I am sorry I've been so absent, you guys...too much on my plate right now.
Yes, we have been over this, Jon...but because this is probably a 6 part a series, I'm not finished saying what I want to say, and I think I'm maybe taking a different tack. I appreciate that I'm Erin Word...and I don't really need any labels...but it is a conversation that is still going on out there and I feel like addressing it.
Yes, there are a myriad of things wrong with the Christian subculture, and I don't live in it and don't participate in it for those reasons. But just because we're ignoring it, it's not going to go away...I think that's what I'm working on saying.
We're in a bit of a no-man's land between Christian and the secular world...what does that mean for us?
Nicole - You really have nailed it...that is the bulk of the problem. Like Jon said, it's not in what it means to us, but what it means to the hearer...but is that the whole story?
In my process thinking about all this, Katherine, I have found myself needing to be more careful about how I label others. You are right on, there.
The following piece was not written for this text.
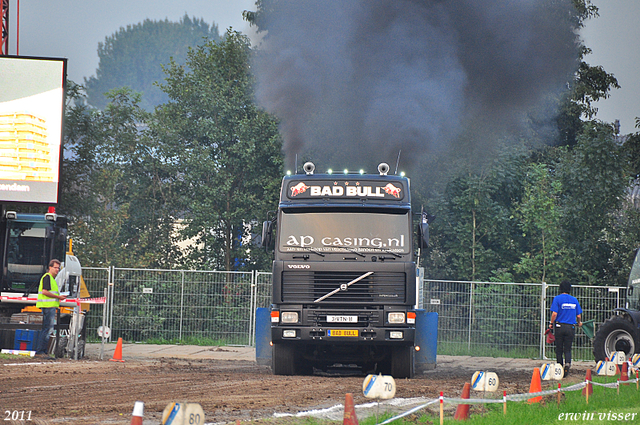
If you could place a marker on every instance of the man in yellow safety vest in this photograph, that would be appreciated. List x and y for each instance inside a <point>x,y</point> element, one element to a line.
<point>48,301</point>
Realizing that labels really do compartmentalize a person and it's not any more fair to anyone else than it is for people to compartmentalize me because (if) I call myself Christian.
I am absolutely with you, Jon, on the difference between doing and being. I know I have hashed that out enough in these last 4 years, and really am trying to BE and not do. Of course that is terrifying and heretical to most Christians, because I hold no statement of faith, no creed, no doctrine, nothing above the spirit of LOVE (which encompasses generosity, kindness etc.). Out in the no-man's land of 'Jesus life'.
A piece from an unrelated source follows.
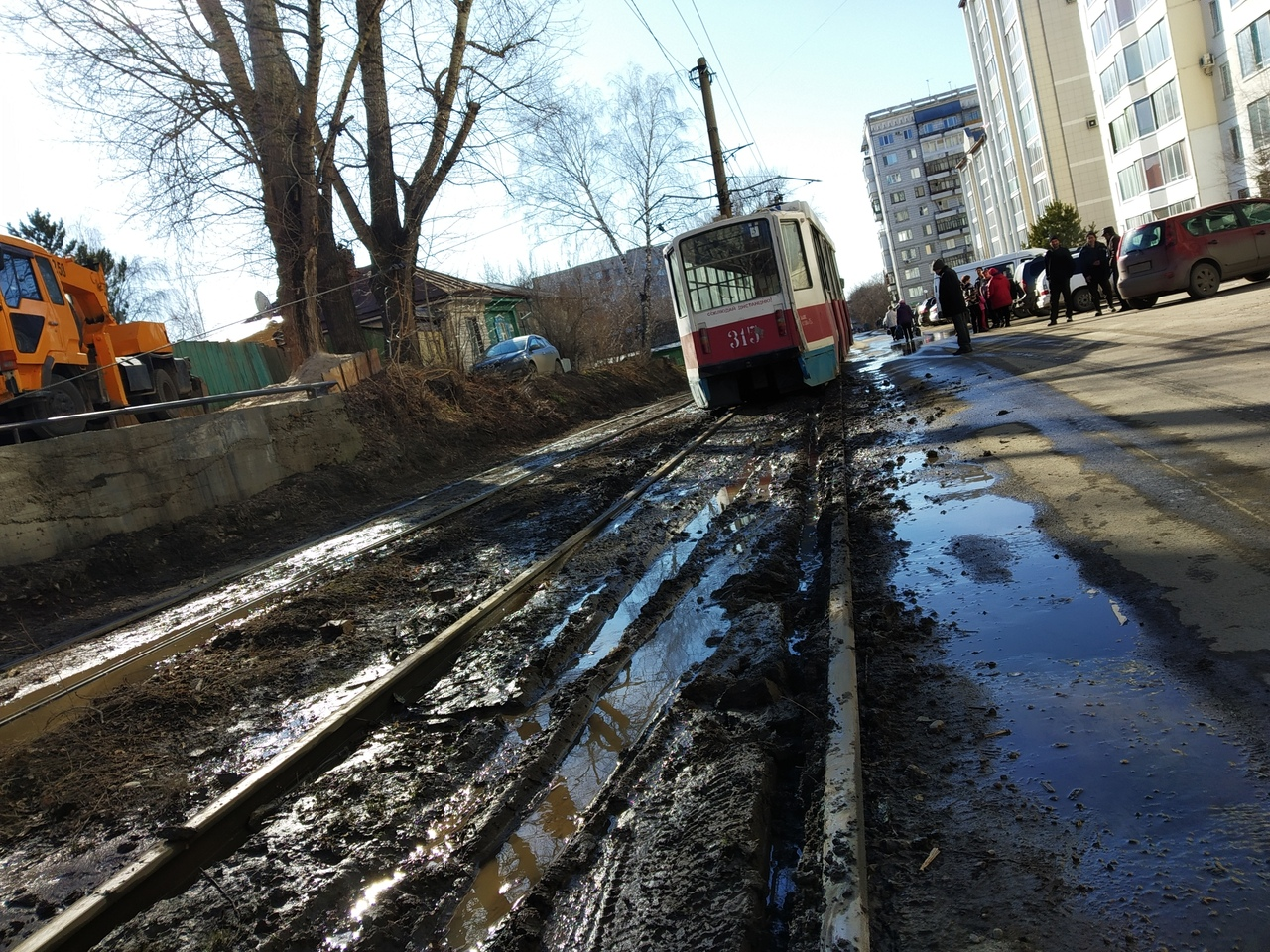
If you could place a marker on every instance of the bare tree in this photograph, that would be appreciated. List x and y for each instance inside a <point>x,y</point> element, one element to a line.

I am beginning to learn to see those moments you speak of, to recognize them for what they are, and am truly beginning to realize what Jesus life is all about.
I get frustrated that so much surrounding the BEING - the more mystical, entering into direct experience of God stuff - the Christian culture on the whole has viewed with suspicion and distrust and "this is demonic" fear.
Funny, I think that fear is the demonic part, not the stilling your mind in meditation. It's the "be still and know that I am God" bit from which the fountain is filled, for me. That's the difference sometimes between whether I walk past the homeless woman or not. Entering into that space, it's like I can then recognise God in everything else (not that God IS everything else, but that s/he dwells in everything). The Lord the Lord is one :)
God dwells in everything...very panentheistic of you there, Sue.
I tend to agree even though it is a very heretical view. In my charismatic background we were more likely taught that the devil is IN everything, rather than God being IN everything. Isn't that sad?
Being, breathing in harmony with all that is created...that is such an important way to spend some time...but yes, so feared.
I think you're on to something..its not a system, but a relationship!!
PW - I think I've known that in theory for most of my life, but it's taken this long to actually believe it.